Ya existe un claro consenso político en torno a este cambio, que se refleja en compromisos como las Reuniones de Alto Nivel de las Naciones Unidas sobre Cobertura Sanitaria Universal, la Agenda de Lusaka, el objetivo de ONUSIDA para 2023 de llegar al "cuarto 90", y el objetivo del Banco Mundial de llegar a 1500 millones de personas con atención integrada. Varias iniciativas sanitarias mundiales han empezado a ampliar sus mandatos en esta dirección a nivel estratégico –por ejemplo, el Fondo Mundial y ONUSIDA–, lo que constituye un comienzo muy bienvenido. Sin embargo, estos esfuerzos deben ir mucho más allá. Lo que aún se necesita es un cambio tangible en el establecimiento de prioridades y en la forma en que se financian los sistemas, con el fin de alzanzar la salud para todos.

Tercera, si se quiere que la nueva ASM aborde de forma significativa las ENT, debe ir más allá de su enfoque actual en las enfermedades, el tratamiento y la atención clínica, y orientarse más decididamente hacia la prevención. Las muertes prematuras por ENT pueden prevenirse en gran medida, y las intervenciones necesarias cuentan con amplia evidencia.
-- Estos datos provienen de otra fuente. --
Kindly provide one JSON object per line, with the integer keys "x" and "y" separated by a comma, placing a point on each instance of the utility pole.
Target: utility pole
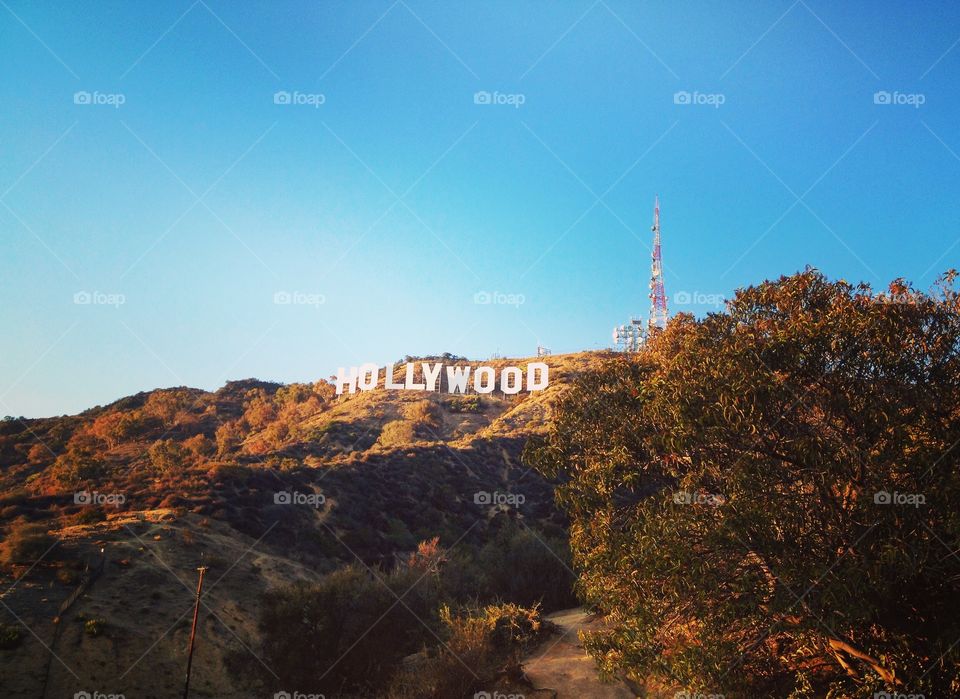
{"x": 193, "y": 631}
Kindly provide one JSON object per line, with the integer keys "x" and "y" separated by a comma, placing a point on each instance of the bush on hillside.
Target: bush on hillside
{"x": 745, "y": 493}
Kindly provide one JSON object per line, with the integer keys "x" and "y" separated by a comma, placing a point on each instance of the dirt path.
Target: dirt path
{"x": 560, "y": 663}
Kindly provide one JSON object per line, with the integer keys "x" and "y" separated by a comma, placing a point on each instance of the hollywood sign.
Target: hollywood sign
{"x": 366, "y": 377}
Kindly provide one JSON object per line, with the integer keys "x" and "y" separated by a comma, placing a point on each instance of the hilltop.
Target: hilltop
{"x": 170, "y": 479}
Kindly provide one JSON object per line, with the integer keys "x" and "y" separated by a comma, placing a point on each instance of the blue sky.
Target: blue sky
{"x": 382, "y": 212}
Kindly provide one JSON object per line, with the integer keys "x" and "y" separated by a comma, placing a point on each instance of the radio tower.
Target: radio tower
{"x": 658, "y": 298}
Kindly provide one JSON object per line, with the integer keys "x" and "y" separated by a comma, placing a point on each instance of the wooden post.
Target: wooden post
{"x": 193, "y": 631}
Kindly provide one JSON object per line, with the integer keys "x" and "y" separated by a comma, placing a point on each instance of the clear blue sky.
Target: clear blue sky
{"x": 398, "y": 198}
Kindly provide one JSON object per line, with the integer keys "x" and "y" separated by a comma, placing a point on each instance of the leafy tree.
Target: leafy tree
{"x": 728, "y": 492}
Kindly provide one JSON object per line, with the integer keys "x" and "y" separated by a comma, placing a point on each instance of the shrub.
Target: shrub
{"x": 10, "y": 636}
{"x": 725, "y": 490}
{"x": 94, "y": 627}
{"x": 397, "y": 433}
{"x": 465, "y": 404}
{"x": 343, "y": 633}
{"x": 26, "y": 543}
{"x": 167, "y": 456}
{"x": 478, "y": 643}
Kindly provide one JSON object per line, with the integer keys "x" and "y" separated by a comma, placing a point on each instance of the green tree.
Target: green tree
{"x": 728, "y": 493}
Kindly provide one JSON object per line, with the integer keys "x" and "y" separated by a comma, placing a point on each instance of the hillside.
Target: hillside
{"x": 165, "y": 481}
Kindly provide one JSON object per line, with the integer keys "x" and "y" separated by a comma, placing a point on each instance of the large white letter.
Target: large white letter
{"x": 431, "y": 375}
{"x": 532, "y": 384}
{"x": 369, "y": 377}
{"x": 390, "y": 383}
{"x": 491, "y": 380}
{"x": 410, "y": 385}
{"x": 343, "y": 379}
{"x": 457, "y": 379}
{"x": 505, "y": 385}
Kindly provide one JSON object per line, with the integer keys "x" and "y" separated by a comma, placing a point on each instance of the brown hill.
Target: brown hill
{"x": 261, "y": 482}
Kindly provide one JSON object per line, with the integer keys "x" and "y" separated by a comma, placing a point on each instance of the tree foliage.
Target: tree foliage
{"x": 765, "y": 499}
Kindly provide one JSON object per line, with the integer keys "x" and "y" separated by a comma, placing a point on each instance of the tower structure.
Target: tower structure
{"x": 658, "y": 297}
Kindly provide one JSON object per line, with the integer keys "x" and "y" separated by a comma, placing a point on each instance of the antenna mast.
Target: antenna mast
{"x": 658, "y": 298}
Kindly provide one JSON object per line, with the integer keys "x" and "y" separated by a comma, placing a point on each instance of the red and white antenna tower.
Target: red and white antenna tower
{"x": 658, "y": 298}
Sin embargo, estas acciones requieren esfuerzos previos que se extienden mucho más allá del sector de la salud, incluyendo áreas como el medio ambiente, la agricultura, la educación, el comercio, el transporte y las finanzas, para abordar los factores de riesgo clave y los determinantes sociales.
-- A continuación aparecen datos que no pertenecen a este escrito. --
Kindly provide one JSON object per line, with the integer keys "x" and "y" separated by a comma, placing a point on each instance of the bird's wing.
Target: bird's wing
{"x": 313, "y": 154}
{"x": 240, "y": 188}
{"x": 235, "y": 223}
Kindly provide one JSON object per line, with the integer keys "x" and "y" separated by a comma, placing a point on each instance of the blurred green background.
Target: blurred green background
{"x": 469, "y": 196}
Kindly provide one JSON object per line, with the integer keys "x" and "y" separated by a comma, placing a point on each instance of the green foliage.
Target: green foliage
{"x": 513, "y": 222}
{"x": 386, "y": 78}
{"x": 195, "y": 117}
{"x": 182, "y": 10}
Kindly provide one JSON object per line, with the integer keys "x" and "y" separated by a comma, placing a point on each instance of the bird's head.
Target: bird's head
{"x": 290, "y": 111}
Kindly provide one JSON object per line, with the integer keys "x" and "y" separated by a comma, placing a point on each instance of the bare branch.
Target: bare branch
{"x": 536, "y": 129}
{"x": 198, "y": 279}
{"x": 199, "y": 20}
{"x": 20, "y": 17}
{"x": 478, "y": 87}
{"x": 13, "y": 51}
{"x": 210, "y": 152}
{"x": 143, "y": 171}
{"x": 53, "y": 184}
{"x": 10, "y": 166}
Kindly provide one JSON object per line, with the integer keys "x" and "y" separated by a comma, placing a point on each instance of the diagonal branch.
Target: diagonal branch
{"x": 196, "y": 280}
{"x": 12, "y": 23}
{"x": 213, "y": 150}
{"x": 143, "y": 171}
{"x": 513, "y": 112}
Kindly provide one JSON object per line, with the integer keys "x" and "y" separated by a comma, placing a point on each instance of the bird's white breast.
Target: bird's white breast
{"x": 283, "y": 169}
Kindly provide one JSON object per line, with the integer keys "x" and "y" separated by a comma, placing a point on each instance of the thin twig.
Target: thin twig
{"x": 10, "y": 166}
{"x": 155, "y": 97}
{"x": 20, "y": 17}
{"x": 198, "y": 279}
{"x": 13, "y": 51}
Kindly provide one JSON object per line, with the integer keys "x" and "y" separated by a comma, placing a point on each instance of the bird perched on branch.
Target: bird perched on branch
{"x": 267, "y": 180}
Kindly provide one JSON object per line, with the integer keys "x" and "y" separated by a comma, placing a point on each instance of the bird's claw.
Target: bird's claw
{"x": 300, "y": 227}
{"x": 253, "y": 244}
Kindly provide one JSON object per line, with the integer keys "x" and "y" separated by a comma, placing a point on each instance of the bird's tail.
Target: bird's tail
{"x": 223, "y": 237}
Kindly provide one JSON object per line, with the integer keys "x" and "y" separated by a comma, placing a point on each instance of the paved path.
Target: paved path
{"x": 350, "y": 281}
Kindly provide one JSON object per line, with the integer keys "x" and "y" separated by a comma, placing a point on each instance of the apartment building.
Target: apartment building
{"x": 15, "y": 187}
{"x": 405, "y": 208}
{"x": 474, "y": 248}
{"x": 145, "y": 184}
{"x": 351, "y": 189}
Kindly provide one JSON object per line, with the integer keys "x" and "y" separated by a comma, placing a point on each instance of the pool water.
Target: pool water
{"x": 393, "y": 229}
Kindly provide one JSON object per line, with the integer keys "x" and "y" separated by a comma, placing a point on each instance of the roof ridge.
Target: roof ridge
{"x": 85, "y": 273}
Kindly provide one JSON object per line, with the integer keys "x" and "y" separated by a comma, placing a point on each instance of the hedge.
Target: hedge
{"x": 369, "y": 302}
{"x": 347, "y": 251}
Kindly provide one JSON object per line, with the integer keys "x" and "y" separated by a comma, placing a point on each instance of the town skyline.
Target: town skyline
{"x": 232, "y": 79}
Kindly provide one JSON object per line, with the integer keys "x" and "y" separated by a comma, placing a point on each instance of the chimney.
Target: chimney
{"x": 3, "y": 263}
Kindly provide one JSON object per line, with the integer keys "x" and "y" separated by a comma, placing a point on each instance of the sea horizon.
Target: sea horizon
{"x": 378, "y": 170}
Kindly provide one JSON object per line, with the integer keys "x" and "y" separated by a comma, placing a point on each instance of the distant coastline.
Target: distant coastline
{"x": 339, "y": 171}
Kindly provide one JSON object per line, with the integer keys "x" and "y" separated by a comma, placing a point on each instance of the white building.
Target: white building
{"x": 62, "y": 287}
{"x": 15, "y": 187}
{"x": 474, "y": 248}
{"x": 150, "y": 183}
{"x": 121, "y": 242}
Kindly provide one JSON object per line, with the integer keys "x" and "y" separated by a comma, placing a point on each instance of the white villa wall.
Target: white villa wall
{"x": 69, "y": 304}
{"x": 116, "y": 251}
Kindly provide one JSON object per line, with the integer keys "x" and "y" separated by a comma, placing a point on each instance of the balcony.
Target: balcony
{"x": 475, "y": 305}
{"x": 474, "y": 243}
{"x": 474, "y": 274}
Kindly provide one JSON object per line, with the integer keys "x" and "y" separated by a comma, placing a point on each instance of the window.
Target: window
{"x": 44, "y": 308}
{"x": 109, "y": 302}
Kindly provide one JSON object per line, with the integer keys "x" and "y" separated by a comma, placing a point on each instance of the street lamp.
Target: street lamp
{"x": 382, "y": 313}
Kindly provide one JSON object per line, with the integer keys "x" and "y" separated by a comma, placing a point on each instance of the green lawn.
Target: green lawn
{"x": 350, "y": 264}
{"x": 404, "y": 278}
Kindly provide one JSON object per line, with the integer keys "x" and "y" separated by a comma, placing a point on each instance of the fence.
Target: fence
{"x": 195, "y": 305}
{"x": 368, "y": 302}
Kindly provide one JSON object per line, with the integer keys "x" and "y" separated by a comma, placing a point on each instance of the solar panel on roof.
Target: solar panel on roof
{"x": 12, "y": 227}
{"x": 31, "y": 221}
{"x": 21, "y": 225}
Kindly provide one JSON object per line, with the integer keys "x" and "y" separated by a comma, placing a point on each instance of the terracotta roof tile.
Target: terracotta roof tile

Hasta la fecha, la ASM ha sido relativamente débil en este sentido y no ha estado a la altura de su potencial. Esta es una oportunidad para reiniciar y recalibrar, aprovechando de forma más deliberada toda la amplitud de la ASM y los bienes públicos mundiales para promover sociedades más sanas.

Cuarta, existe la necesidad de recentrar el poder fuera de los centros mundiales como Nueva York, Ginebra y Washington, D.C., y hacia los propios países, basando la toma de decisiones en las prioridades definidas a nivel nacional, la implicación de los países y la soberanía sanitaria. Es decir, un enfoque de los sistemas sanitarios basado en "un plan, un presupuesto", tal y como se definió en la Agenda de Lusaka.

Esto significa situar a los países en el asiento del conductor, permitiéndoles establecer prioridades basadas en sus propias cargas de morbilidad y retos sanitarios, lo que conduciría a una priotización natural de las ENT y la salud mental.

Por último, el papel de la sociedad civil y de las comunidades afectadas —tanto en el propio proceso de reforma como a la hora de tener voz y voto en los órganos de gobierno de la estructura resultante— es absolutamente fundamental. Su participación es esencial para garantizar que las reformas se basen en las realidades de la comunidad.

Sin embargo, preocupa seriamente que la reciente propuesta de la OMS para un proceso conjunto de reforma de la ASM se quede muy corta en este sentido. El grupo de trabajo que se ha propuesto incluye toda una serie de diferentes instituciones sanitarias mundiales y Estados miembros. No hay ni un solo puesto para la sociedad civil. Creo que es algo que tenemos que analizar colectivamente y presionar para que cambie con rapidez.